I. Organ Regeneration under Condition Provided by Using MEBO’s Regenerative System Recapitulates Embryonic Development
• Regeneration of Skin with Normal Physiological Structure and Function
Figure 1 shows a typical process of wound healing and skin regeneration of patients treated with MEBO’s regenerative system. Compared to conventional burn therapy which would require skin grafting for extensive, deep burns, and often cannot avoid disfiguring scarring and disablement, Dr. Xu’s approach potentiates and maximizes the ability of the body to heal itself by using MEBO’s regenerative system (which includes applications of the wound ointment and unique techniques of wound management) to maintain the burns wound in an optimum, physiologically moist environment and to supply vital nutrients to enhance the regenerative ability of the residual viable tissue. Based on extensive preclinical and clinical research that produced evidence showing the dynamic changes of cells at both the cellular and tissue levels for adult humans undergoing wound healing under the influence of MEBO wound ointment, Dr. Xu and his research team have shown that the regeneration of skin under the conditions provided by using MEBO’s regenerative system recapitulates embryonic development and mimics scar-less wound healing of a fetus.

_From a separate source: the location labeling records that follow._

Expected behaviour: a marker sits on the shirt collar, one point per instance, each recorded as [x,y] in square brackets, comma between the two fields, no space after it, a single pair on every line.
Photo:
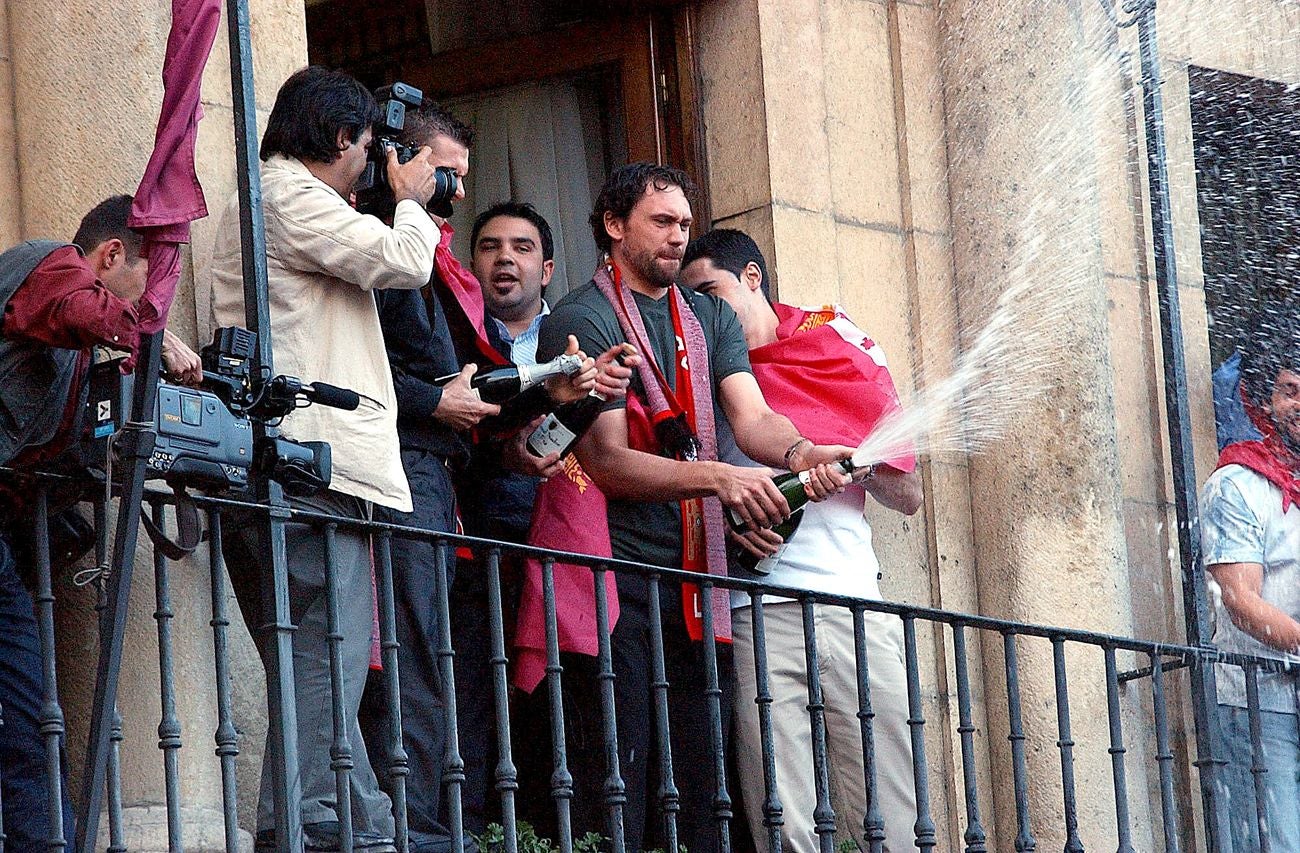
[532,327]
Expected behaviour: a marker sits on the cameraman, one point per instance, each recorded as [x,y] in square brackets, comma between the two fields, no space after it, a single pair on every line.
[57,302]
[324,260]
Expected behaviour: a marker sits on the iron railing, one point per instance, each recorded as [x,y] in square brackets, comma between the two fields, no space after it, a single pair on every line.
[1142,692]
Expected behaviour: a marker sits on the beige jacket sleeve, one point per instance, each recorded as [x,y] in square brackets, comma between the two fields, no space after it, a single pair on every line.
[323,233]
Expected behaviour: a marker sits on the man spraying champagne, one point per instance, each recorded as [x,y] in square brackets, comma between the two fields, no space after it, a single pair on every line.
[831,380]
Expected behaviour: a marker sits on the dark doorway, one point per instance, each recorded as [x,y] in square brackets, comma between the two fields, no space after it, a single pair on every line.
[559,92]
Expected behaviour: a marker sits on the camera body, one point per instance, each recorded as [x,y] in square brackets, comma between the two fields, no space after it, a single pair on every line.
[373,193]
[203,436]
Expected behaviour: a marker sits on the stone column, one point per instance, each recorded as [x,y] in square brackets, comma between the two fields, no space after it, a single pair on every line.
[1030,89]
[86,92]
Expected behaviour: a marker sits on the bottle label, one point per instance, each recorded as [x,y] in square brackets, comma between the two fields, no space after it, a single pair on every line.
[551,436]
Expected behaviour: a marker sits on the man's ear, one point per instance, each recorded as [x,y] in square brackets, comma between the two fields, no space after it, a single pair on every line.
[612,225]
[108,255]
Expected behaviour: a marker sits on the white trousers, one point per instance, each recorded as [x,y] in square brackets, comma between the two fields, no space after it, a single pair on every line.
[792,731]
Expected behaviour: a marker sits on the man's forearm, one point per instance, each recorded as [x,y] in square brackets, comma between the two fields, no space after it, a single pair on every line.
[767,437]
[1264,622]
[657,479]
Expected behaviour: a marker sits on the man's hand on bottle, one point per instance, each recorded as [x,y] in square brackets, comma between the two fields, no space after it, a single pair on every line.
[762,542]
[614,371]
[515,457]
[826,477]
[567,389]
[752,494]
[460,407]
[180,362]
[412,180]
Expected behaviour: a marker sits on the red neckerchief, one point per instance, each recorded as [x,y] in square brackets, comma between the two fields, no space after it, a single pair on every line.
[466,290]
[1268,457]
[702,527]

Dr. Xu and his research team demonstrated for the first time that embryonic epidermal stem cells are induced or activated and able to proliferate in adult humans under conditions favorable for physiological tissue repair and organ regeneration. Such regenerative conditions are provided by applying MEBO wound ointment topically to the wounds and using unique techniques of wound management.

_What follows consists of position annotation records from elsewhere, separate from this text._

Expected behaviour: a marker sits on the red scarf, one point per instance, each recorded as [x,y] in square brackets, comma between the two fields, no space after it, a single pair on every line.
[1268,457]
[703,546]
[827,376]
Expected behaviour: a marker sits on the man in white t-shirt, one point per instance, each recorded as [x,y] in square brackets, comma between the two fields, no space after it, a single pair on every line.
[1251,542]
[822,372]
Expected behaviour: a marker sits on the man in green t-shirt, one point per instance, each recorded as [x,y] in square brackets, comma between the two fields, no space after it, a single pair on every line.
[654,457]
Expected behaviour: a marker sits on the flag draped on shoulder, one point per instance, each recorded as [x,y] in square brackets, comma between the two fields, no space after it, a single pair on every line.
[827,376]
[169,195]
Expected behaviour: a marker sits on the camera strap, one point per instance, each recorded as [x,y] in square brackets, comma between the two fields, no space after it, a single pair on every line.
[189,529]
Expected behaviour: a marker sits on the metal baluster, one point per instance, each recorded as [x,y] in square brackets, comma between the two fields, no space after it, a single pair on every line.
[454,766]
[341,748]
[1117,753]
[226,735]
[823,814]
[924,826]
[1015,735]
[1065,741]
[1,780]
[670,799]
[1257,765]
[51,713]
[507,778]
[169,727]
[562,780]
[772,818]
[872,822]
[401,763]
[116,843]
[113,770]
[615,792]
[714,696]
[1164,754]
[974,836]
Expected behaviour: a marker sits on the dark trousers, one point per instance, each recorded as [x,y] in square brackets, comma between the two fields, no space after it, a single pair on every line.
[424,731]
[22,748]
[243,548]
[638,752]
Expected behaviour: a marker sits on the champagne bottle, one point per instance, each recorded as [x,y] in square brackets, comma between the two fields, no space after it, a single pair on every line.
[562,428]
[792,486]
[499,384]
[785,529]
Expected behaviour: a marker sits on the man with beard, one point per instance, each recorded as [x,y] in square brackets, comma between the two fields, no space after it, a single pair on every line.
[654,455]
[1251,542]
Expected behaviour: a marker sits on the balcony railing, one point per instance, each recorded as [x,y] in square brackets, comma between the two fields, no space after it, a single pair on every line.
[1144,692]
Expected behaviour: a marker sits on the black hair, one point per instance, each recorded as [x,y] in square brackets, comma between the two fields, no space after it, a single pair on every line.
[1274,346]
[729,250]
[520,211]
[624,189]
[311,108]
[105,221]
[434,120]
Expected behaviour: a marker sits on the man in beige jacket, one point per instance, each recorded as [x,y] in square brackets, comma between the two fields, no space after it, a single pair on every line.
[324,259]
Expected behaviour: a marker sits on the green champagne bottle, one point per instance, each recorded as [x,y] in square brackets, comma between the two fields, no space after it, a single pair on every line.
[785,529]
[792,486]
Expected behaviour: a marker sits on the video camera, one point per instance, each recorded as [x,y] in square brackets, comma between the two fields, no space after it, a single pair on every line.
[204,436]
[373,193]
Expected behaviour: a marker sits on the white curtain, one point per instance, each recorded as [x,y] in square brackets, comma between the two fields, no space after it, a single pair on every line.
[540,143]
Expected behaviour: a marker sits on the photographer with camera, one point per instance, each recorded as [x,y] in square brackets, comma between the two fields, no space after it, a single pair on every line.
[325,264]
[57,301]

• Embryonic Epidermal Stem Cells Detected in Wounds Treated by Using MEBO’s Regenerative System
During the treatment of the patients with at least deep partial thickness burns (that would normally require skin grafting if treated with conventional burn therapy), vigorous cellular activity on the wounds was observed in the presence of MEBO wound ointment. These “hyper-active” cells are confirmed to be cells expressing keratin-19 (K-19) detected by immunofluorescent staining with a monoclonal antibody against human K-19. Figure 2 showing dynamic changes in the level of K-19 expressing regenerative cells monitored at different time points during wound healing of a patient under the treatment of MEBO/MEBT.
Consistent with the regeneration of functional skin organ of an adult, application of MEBO/MEBT to human adult limb regeneration has produced groundbreaking clinical results. The clinical evidence collected from near a thousand cases shows that after treated with MEBO wound ointment adult patients with damaged or lost limbs can recover with fingertips regenerated with normal physiological structure and function.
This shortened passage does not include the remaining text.